In their early history Billingsfors IK competed in the following divisions:

| Season | Level | Division | Section | Position | Movements |
|---|---|---|---|---|---|
| 1931–32 | Tier 3 | Division 3 | Nordvästra | 1st | Promoted |
| 1932–33 | Tier 2 | Division 2 | Västra | 3rd |  |
| 1933–34 | Tier 2 | Division 2 | Västra | 6th |  |
| 1934–35 | Tier 2 | Division 2 | Västra | 3rd |  |
| 1935–36 | Tier 2 | Division 2 | Västra | 1st | Promotion Playoffs |
| 1936–37 | Tier 2 | Division 2 | Västra | 4th |  |
| 1937–38 | Tier 2 | Division 2 | Västra | 4th |  |
| 1938–39 | Tier 2 | Division 2 | Västra | 5th |  |
| 1939–40 | Tier 2 | Division 2 | Västra | 8th |  |
| 1940–41 | Tier 2 | Division 2 | Västra | 8th |  |
| 1941–42 | Tier 2 | Division 2 | Västra | 5th |  |
| 1942–43 | Tier 2 | Division 2 | Västra | 4th |  |
| 1943–44 | Tier 2 | Division 2 | Västra | 1st | Promotion Playoffs |
| 1944–45 | Tier 2 | Division 2 | Västra | 7th |  |
| 1945–46 | Tier 2 | Division 2 | Västra | 1st | Promotion Playoffs – Promoted |
| 1946–47 | Tier 1 | Allsvenskan |  | 12th | Relegated |
| 1947–48 | Tier 2 | Division 2 | Sydvästra | 8th |  |
| 1948–49 | Tier 2 | Division 2 | Sydvästra | 10th | Relegated |
| 1949–50 | Tier 3 | Division 3 | Västra | 9th | Relegated |

In recent seasons Billingsfors IK have competed in the following divisions:

| Season | Level | Division | Section | Position | Movements |
|---|---|---|---|---|---|
| 1999 | Tier 6 | Division 5 | Dalsland | 9th |  |
| 2000 | Tier 6 | Division 5 | Dalsland | 11th | Relegated |
| 2001 | Tier 7 | Division 6 | Dalsland | 4th |  |
| 2002 | Tier 7 | Division 6 | Dalsland | 9th |  |
| 2003 | Tier 7 | Division 6 | Dalsland | 5th |  |
| 2004 | Tier 7 | Division 6 | Dalsland | 1st | Promoted |
| 2005 | Tier 6 | Division 5 | Dalsland | 11th |  |
| 2006* | Tier 7 | Division 5 | Dalsland | 10th |  |
| 2007 | Tier 7 | Division 5 | Dalsland | 12th | Relegated |
| 2008 | Tier 8 | Division 6 | Dalsland | 6th |  |
| 2009 | Tier 8 | Division 6 | Dalsland | 9th |  |
| 2010 | Tier 8 | Division 6 | Dalsland | 9th |  |
| 2011 | Tier 8 | Division 6 | Dalsland |  |  |

- League restructuring in 2006 resulted in a new division being created at Tier 3 and subsequent divisions dropping a level.

==Achievements==
- Allsvenskan:
  - Best placement (12th): 1946–47

==Attendances==

In recent seasons Billingsfors IK have had the following average attendances:

| Season | Average attendance | Division / Section | Level |
|---|---|---|---|
| 2009 | Not available | Div 6 Dalsland | Tier 8 |
| 2010 | 70 | Div 6 Dalsland | Tier 8 |

- Attendances are provided in the Publikliga sections of the Svenska Fotbollförbundet website.

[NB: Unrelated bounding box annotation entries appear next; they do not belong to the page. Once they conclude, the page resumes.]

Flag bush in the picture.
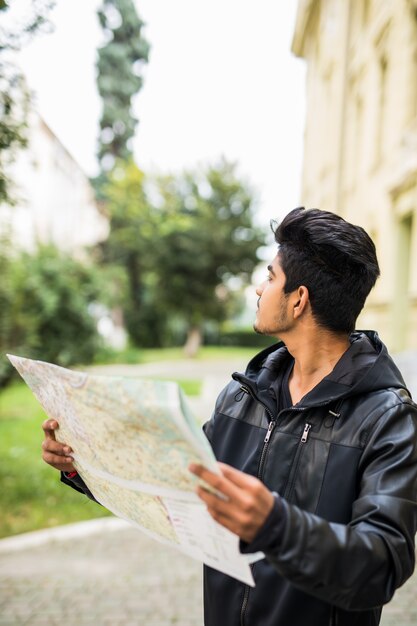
[204,329,277,350]
[0,246,105,387]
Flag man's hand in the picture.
[42,420,76,472]
[189,463,274,543]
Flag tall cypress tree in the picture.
[97,0,149,174]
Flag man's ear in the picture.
[293,285,310,319]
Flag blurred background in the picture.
[0,0,417,536]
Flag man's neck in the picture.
[282,329,350,404]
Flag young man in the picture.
[39,209,417,626]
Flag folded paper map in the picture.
[8,355,263,586]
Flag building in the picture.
[292,0,417,351]
[1,111,109,257]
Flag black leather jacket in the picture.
[204,332,417,626]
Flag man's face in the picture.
[253,255,293,337]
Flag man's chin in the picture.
[253,322,265,335]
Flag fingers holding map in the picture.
[8,355,254,585]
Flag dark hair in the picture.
[271,207,379,332]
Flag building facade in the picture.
[0,111,109,257]
[292,0,417,351]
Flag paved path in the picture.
[0,354,417,626]
[0,518,203,626]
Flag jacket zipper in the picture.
[232,374,337,626]
[284,422,313,500]
[235,379,311,626]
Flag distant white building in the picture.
[0,111,109,257]
[0,111,127,349]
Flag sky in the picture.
[14,0,305,225]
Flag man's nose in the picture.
[256,283,265,297]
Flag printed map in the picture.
[8,355,256,586]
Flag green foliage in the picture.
[0,372,201,538]
[0,382,109,537]
[154,159,264,327]
[95,160,264,347]
[0,247,108,386]
[97,0,149,169]
[206,329,277,350]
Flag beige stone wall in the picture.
[292,0,417,351]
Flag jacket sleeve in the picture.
[245,402,417,611]
[61,472,100,504]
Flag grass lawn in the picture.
[0,368,206,537]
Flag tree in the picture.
[99,159,165,346]
[157,159,264,355]
[97,0,149,172]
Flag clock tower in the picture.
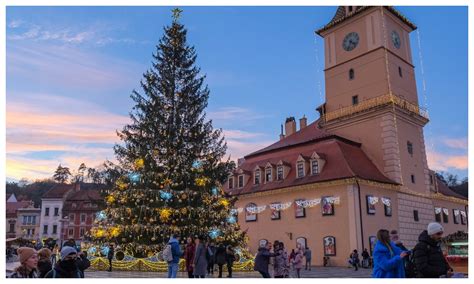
[316,6,430,194]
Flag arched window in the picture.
[245,203,257,222]
[349,68,354,80]
[323,236,336,256]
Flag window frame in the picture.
[237,175,244,188]
[296,161,305,178]
[277,166,285,180]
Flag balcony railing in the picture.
[324,93,429,122]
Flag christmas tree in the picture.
[92,9,246,256]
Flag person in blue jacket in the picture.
[372,229,408,278]
[168,234,183,278]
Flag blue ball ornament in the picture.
[160,190,173,201]
[128,173,140,184]
[209,229,221,239]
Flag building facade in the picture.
[40,184,80,241]
[16,204,41,241]
[62,189,102,242]
[5,194,33,239]
[224,6,468,266]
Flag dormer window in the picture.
[265,168,272,182]
[277,166,283,180]
[296,162,304,178]
[253,169,260,184]
[238,175,244,188]
[311,160,319,175]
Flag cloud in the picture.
[6,94,130,179]
[208,107,268,122]
[7,20,143,45]
[6,42,145,92]
[426,148,469,171]
[442,137,468,150]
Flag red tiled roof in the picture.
[225,136,397,195]
[66,189,102,201]
[316,6,416,35]
[245,120,332,159]
[6,200,31,217]
[42,183,75,199]
[436,178,468,200]
[63,189,102,211]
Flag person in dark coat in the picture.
[254,242,276,278]
[225,245,235,278]
[168,233,183,278]
[10,247,38,278]
[362,249,370,268]
[193,237,207,278]
[216,244,227,278]
[413,223,453,278]
[206,242,217,275]
[372,229,408,278]
[38,248,53,278]
[76,251,91,275]
[45,246,84,278]
[184,237,196,278]
[107,244,115,272]
[273,242,290,278]
[351,249,360,271]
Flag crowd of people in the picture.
[163,235,236,278]
[10,239,90,278]
[10,223,464,278]
[254,240,312,278]
[372,222,464,278]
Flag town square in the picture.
[4,2,469,278]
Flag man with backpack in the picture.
[44,246,84,278]
[413,222,453,278]
[163,234,182,278]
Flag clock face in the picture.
[392,31,401,48]
[342,32,359,51]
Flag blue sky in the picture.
[6,7,468,180]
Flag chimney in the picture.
[280,124,285,140]
[300,115,308,130]
[285,116,296,137]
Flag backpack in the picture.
[163,244,173,262]
[404,251,417,278]
[404,244,430,278]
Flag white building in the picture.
[39,184,79,242]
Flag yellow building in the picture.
[224,6,468,266]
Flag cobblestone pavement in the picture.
[85,267,372,278]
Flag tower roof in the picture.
[316,6,416,35]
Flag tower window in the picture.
[238,175,244,188]
[413,210,420,222]
[407,141,413,157]
[265,168,272,182]
[277,166,283,180]
[254,170,260,184]
[352,96,359,106]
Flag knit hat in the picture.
[38,248,51,259]
[427,222,444,236]
[61,246,77,260]
[16,247,36,263]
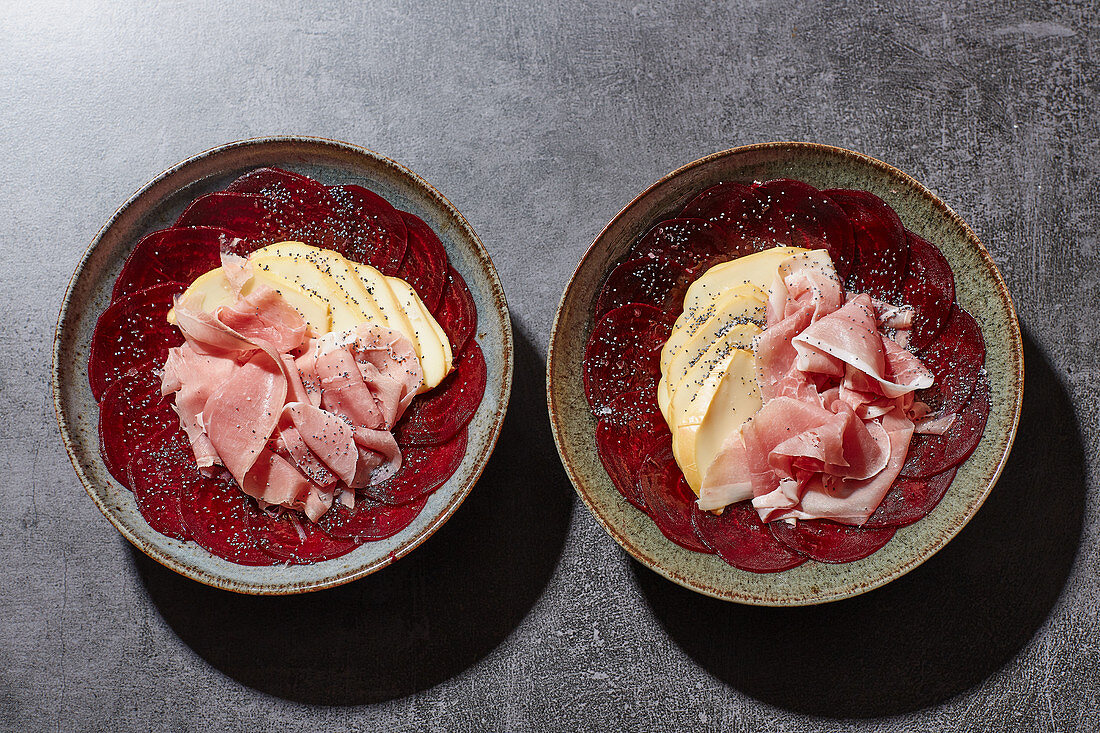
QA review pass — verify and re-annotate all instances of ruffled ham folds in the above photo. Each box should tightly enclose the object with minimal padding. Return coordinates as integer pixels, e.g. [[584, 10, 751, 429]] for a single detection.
[[161, 256, 424, 522], [699, 250, 943, 525]]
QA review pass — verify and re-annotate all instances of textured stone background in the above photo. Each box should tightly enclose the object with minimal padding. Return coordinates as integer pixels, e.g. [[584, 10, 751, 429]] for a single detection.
[[0, 0, 1100, 732]]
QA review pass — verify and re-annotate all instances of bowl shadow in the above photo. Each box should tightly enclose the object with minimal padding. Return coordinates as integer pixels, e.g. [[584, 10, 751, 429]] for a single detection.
[[133, 322, 572, 705], [634, 333, 1087, 718]]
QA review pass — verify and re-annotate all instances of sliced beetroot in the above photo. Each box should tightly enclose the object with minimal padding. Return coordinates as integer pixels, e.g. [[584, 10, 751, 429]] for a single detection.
[[756, 178, 856, 278], [111, 227, 239, 299], [88, 283, 186, 402], [769, 519, 898, 564], [596, 389, 671, 511], [638, 435, 714, 553], [692, 502, 806, 572], [629, 218, 751, 272], [864, 468, 958, 529], [394, 340, 486, 448], [125, 427, 198, 539], [823, 188, 909, 303], [318, 496, 428, 543], [249, 511, 359, 565], [435, 267, 477, 353], [99, 361, 179, 486], [595, 258, 693, 318], [329, 184, 408, 275], [179, 468, 278, 566], [583, 303, 672, 417], [901, 379, 990, 479], [363, 428, 468, 505], [916, 304, 986, 413]]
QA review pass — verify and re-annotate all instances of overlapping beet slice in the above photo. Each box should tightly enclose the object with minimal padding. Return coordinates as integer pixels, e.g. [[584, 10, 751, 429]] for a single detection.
[[125, 427, 198, 539], [111, 227, 234, 299], [596, 389, 671, 511], [88, 283, 186, 402], [329, 184, 408, 275], [899, 231, 955, 351], [318, 496, 428, 543], [768, 519, 898, 564], [692, 502, 806, 572], [99, 361, 179, 485], [435, 267, 477, 353], [638, 435, 714, 553], [583, 303, 672, 417], [864, 468, 958, 529], [394, 341, 487, 448], [363, 428, 469, 506], [822, 188, 909, 303]]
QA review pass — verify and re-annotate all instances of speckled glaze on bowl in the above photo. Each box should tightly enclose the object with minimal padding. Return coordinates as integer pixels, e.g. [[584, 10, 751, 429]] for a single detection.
[[547, 143, 1024, 605], [53, 136, 513, 595]]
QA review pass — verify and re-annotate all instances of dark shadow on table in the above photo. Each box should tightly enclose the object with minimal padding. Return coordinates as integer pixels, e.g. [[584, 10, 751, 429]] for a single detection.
[[134, 324, 572, 704], [634, 337, 1087, 718]]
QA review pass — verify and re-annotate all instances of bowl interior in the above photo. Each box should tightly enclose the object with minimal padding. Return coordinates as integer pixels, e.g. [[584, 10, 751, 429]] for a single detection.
[[547, 143, 1023, 605], [53, 138, 513, 594]]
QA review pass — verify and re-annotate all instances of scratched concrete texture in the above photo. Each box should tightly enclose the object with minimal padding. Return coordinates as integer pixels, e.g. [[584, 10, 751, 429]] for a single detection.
[[0, 0, 1100, 733]]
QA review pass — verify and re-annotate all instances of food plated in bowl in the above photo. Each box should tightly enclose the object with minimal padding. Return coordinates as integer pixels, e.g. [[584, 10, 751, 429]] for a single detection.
[[548, 143, 1022, 604], [54, 138, 512, 593]]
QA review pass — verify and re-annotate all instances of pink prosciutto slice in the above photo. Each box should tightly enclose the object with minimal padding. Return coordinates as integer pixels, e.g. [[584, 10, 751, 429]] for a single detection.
[[363, 428, 468, 506], [596, 390, 671, 511], [394, 341, 486, 447], [111, 227, 238, 300], [329, 184, 407, 275], [691, 502, 806, 572], [318, 496, 428, 543], [638, 435, 714, 553], [124, 428, 198, 539], [88, 283, 186, 402], [432, 267, 477, 353], [583, 303, 672, 417], [769, 519, 897, 564], [99, 362, 179, 485], [822, 188, 909, 303]]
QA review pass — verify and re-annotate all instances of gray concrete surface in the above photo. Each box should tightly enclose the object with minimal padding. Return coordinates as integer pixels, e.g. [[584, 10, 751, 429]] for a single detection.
[[0, 0, 1100, 733]]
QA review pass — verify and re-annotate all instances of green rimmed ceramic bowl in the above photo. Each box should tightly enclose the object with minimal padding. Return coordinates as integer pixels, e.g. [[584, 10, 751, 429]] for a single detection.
[[547, 143, 1024, 605], [53, 136, 513, 595]]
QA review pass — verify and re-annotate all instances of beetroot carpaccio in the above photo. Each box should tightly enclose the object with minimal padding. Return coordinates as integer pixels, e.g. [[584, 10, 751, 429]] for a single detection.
[[88, 168, 485, 566], [583, 179, 990, 572]]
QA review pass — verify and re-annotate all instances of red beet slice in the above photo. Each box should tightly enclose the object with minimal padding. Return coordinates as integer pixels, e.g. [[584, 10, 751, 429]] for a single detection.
[[394, 341, 486, 447], [630, 218, 739, 272], [596, 389, 671, 511], [99, 361, 179, 486], [769, 519, 898, 564], [111, 227, 239, 300], [178, 468, 278, 566], [125, 427, 198, 539], [864, 468, 958, 529], [88, 283, 186, 402], [691, 502, 806, 572], [756, 178, 856, 280], [916, 304, 986, 413], [329, 185, 407, 275], [583, 303, 672, 417], [433, 265, 477, 353], [823, 188, 909, 303], [595, 258, 693, 318], [249, 512, 359, 565], [318, 496, 428, 543], [901, 379, 990, 479], [899, 231, 955, 351], [363, 428, 468, 506], [638, 435, 714, 553]]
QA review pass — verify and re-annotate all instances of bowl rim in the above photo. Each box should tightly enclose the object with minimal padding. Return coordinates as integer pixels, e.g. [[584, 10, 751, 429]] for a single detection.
[[547, 141, 1024, 606], [51, 134, 515, 595]]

On 30 May 2006 a strengthened Billingsfors IK played GAIS in a jubilee match to celebrate BIK's 100-year anniversary in 2006. The match was a great spectacle with almost 850 paying spectators at the Lövåsvallen.

==Players==
- Ingvar Rydell – Played for Billingsfors IK when the team played in the Allsvenskan. He then went to Malmö FF and was the Allsvenskan top-scorer in the 1949–50 season. He also played in the Sweden national team.